DDR, la serenità dell’uomo giusto

L’Olimpico ai suoi piedi, Ranieri commosso, Totti e Bruno Conti con gli occhi lucidi ma De Rossi sorridente per dare coraggio a tutti

di Redazione, @forzaroma

Le lacrime si confondono nella pioggia. Daniele va oltre: sorride, non piange. Lo avrà fatto, magari, quando c’era il sole, giorni fa, senza che fosse necessario nasconderle, scrive Alessandro Angeloni su Il Messaggero.

Lui è sereno, sorride guardando la marea di gente lì, tutta per lui. Sorride e pensa che questa notte è quella dei saluti, o come dice lui, di un banale arrivederci. Di non banale c’è la sua carriera, come quella di Totti, un atto di amore per la Roma, che adesso ha deciso di fare a meno di lui. Del suo essere un uomo pesante per lo spogliatoio e per la città, dei suoi acciacchi. Del suo futuro, che per la Roma non c’è, mentre per lui sì.

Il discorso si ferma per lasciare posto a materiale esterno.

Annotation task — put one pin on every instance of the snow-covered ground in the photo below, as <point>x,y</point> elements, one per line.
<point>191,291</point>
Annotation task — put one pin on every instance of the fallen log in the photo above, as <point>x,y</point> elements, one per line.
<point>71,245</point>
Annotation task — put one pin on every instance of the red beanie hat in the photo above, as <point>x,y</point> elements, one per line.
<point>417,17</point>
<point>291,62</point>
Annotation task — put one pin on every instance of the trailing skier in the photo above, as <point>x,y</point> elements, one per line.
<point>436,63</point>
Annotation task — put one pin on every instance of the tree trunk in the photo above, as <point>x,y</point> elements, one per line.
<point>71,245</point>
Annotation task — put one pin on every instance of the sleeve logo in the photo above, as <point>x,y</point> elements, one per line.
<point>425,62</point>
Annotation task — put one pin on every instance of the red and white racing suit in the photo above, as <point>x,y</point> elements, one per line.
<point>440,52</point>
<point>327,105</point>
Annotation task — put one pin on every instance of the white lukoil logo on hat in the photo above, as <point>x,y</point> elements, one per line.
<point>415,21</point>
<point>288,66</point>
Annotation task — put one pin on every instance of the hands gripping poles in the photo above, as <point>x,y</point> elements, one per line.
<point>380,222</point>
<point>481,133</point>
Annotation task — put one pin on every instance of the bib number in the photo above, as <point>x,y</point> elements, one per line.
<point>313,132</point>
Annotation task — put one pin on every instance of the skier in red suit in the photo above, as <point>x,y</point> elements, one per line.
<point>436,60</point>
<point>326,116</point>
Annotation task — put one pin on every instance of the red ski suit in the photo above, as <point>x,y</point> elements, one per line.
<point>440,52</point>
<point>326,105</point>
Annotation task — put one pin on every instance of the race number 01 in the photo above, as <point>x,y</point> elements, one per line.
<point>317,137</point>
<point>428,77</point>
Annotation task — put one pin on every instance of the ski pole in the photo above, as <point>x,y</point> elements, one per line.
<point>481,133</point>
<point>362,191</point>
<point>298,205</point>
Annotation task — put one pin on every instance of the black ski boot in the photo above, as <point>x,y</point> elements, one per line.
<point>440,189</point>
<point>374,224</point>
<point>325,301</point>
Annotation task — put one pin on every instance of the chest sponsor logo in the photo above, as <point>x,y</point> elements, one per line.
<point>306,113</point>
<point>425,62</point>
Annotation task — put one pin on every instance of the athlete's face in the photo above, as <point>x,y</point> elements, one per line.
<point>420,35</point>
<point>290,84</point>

Ci hai rappresentato in campo per diciotto anni, da oggi la tua curva ti rappresenterà per sempre. Siamo tutti DDR”. Ecco, i tifosi davanti ai quali Daniele si è inginocchiato baciando terra. Quelli sono schierati, tutti con lui e queste parole esposte ad inizio partita ne sono la testimonianza. Anche Ranieri viene omaggiato dalla Sud con cori e striscioni, procurando la reazione in lacrime del tecnico quasi settantenne. Un altro che va via piangendo.

Nei giorni belli e tristi sei stato la bandiera dei veri romanisti”, un altro dei tanti striscioni dedicati a De Rossi. E ancora: “Passione, cuore amore. Sei tu il nostro tricolore”.

Sullo schermo scorrono i suoi gol, Totti e Bruno Conti lo aspettano in campo, con tutti i giocatori, che indossano la 16. Baci, uno per uno. L’esplosione di emozioni, nell’abbraccio prima con Francesco e poi con Bruno. Tre generazioni di campioni. Una medaglia romanista con tre facce. Sorrisi e lacrime, giro di campo, sipario. Arrivederci, Daniele.